MANHATTAN — In a league of high-powered offenses that love to air it out, Kansas State is a misfit.
The No. 7 Wildcats would prefer, in the words of Kansas coach Charlie Weis, to “ram it down your throat every single play.” But an improved passing game has allowed the Wildcats to be more balanced, and that’s made them even more difficult to stop than last season.
They’ve already thrown for 758 yards through four games, an increase of nearly 50 percent over last year, and quarterback Collin Klein is completing about 70 percent of his throws. So far, he’s connected on 15 plays of at least 20 yards, more than double this point last season.
“You have to spend so much time trying to stop (Klein) as a runner, it obviously exposes you in the pass game,” said Weis, whose job it will be on Saturday to find an answer when the Jayhawks visit the Wildcats for the first time in his tenure at Kansas.

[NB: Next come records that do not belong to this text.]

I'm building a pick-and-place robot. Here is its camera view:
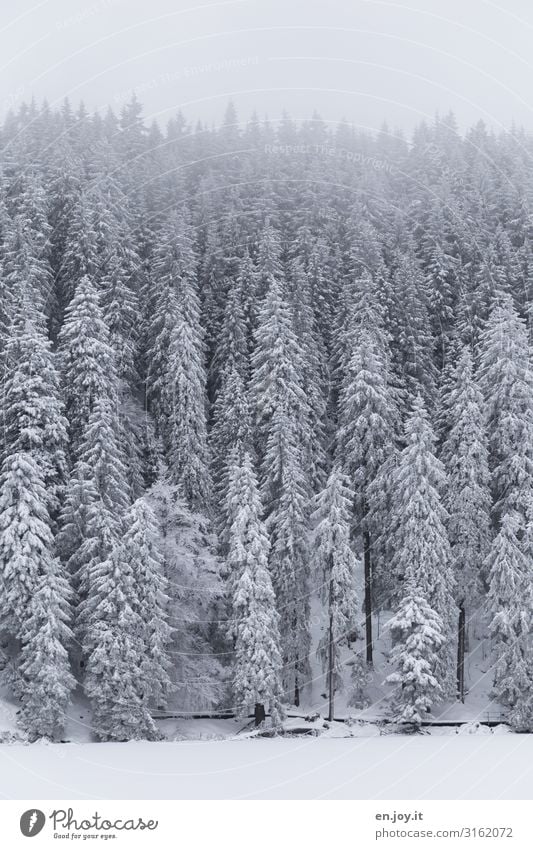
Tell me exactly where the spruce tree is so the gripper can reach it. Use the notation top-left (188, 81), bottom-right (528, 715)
top-left (18, 557), bottom-right (76, 740)
top-left (441, 349), bottom-right (491, 701)
top-left (227, 454), bottom-right (282, 725)
top-left (391, 395), bottom-right (456, 694)
top-left (337, 273), bottom-right (399, 665)
top-left (313, 466), bottom-right (359, 721)
top-left (480, 294), bottom-right (533, 529)
top-left (59, 277), bottom-right (117, 458)
top-left (387, 567), bottom-right (446, 725)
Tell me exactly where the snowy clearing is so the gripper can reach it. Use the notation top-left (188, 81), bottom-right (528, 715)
top-left (0, 734), bottom-right (533, 799)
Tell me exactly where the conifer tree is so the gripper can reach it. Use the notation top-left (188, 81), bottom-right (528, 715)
top-left (313, 466), bottom-right (358, 721)
top-left (486, 511), bottom-right (532, 708)
top-left (387, 567), bottom-right (446, 725)
top-left (480, 294), bottom-right (533, 530)
top-left (391, 395), bottom-right (455, 693)
top-left (441, 348), bottom-right (491, 700)
top-left (2, 297), bottom-right (67, 520)
top-left (18, 557), bottom-right (76, 740)
top-left (59, 277), bottom-right (117, 458)
top-left (227, 454), bottom-right (282, 725)
top-left (337, 273), bottom-right (399, 665)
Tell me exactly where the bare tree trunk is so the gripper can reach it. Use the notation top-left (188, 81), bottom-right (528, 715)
top-left (363, 530), bottom-right (374, 666)
top-left (457, 601), bottom-right (466, 702)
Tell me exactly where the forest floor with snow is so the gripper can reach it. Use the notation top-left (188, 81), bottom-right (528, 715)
top-left (0, 618), bottom-right (520, 799)
top-left (0, 726), bottom-right (533, 799)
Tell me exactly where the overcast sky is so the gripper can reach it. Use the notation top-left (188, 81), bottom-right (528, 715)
top-left (0, 0), bottom-right (533, 130)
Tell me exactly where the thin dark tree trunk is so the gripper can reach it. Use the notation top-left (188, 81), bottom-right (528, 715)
top-left (328, 580), bottom-right (335, 722)
top-left (363, 530), bottom-right (374, 666)
top-left (457, 601), bottom-right (466, 702)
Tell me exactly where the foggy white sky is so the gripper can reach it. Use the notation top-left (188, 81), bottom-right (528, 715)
top-left (0, 0), bottom-right (533, 130)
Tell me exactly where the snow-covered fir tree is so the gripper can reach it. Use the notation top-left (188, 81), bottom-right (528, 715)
top-left (227, 454), bottom-right (282, 725)
top-left (384, 395), bottom-right (457, 693)
top-left (0, 98), bottom-right (533, 740)
top-left (313, 466), bottom-right (363, 720)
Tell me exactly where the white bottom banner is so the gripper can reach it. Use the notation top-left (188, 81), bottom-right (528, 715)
top-left (0, 800), bottom-right (533, 849)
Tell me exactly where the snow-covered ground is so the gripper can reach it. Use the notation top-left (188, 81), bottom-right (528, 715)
top-left (0, 730), bottom-right (533, 799)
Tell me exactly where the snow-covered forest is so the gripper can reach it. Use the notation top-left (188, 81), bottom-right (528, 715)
top-left (0, 99), bottom-right (533, 740)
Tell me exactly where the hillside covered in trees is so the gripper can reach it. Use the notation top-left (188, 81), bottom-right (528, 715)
top-left (0, 100), bottom-right (533, 740)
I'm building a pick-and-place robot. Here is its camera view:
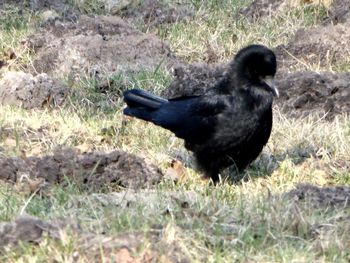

“Sometimes they get some really easy money because you have to come up and stop him,” Weis said. “If you can’t stop him, you don’t have much of a chance to win the game.”
As long as Bill Snyder is at the helm, Kansas State isn’t likely to abandon its steady, clock-eating approach in favor of a full-on shootout mentality, the kind that resulted in West Virginia’s 70-63 basketball-like final score last Saturday over Baylor.
Still, it looks like the Wildcats’ goal of a more balanced offense is being realized.
Klein is integral to the system, but credit is also due the group of offensive linemen who have protected the Heisman Trophy hopeful well despite injury problems.
The Wildcats have been without right guard Boston Stiverson and left guard Nick Puetz most of the season. As a result, the lone returning starter is center B.J. Finney. Senior Cornelius Lucas, redshirt freshman Cody Whitehair, junior college transfer Tavon Rooks and junior Keenan Taylor have been counted on to pick up the slack.
“They work together so well,” Snyder said. “Pass protection, so much of it is communication prior to and after the snap of the football, being able to adjust to a variety of different things that can take place.”
Besides providing competent pass protection, the offensive line’s discipline is a major reason why Kansas State has been assessed just eight penalties for 66 yards over four games. The Wildcats are far and away the best in the Big 12 at avoiding yellow flags — the next team in line is Kansas, which has racked up 18 penalties for 129 yards.
Another boon to the passing game has been Klein’s chemistry with his pass catchers.
While the senior quarterback has worked extensively on his delivery since the summer, his most important reason for newfound success could be his relationships with those on the other end of his passes: wide receivers Tramaine Thompson, Tyler Lockett, Curry Sexton and Chris Harper.
Snyder said the feel between quarterback and receiver, the comfort and familiarity that comes only with many repetitions, has developed between Klein and his teammates.
“It’s having that good understanding of who’s going to where and when and how they’re going to get there and when the ball’s going to get there,” Snyder said. “Having the capacity to not have to hold onto the ball too long with the uncertainty of where the receiver might be.”
As usual, Snyder isn’t satisfied with the current situation, even though the improving pass offense was a big reason for the Wildcats’ upset victory at then-No. 6 Oklahoma.
The Wildcats still rank last in the Big 12 in passing, right behind the Jayhawks, and four teams in the conference average more than 300 passing yards per game.
So comparatively speaking, the Wildcats’ passing game might not strike fear in the hearts of opponents. But that’s OK, because all it really needs is to provide a distraction from the potent rushing attack that carried Kansas State to 10 wins last season, and a 4-0 start this season.
“We still had a few issues,” Snyder said, “but by and large, that part is coming together a lot better, and I think that’s what helps.”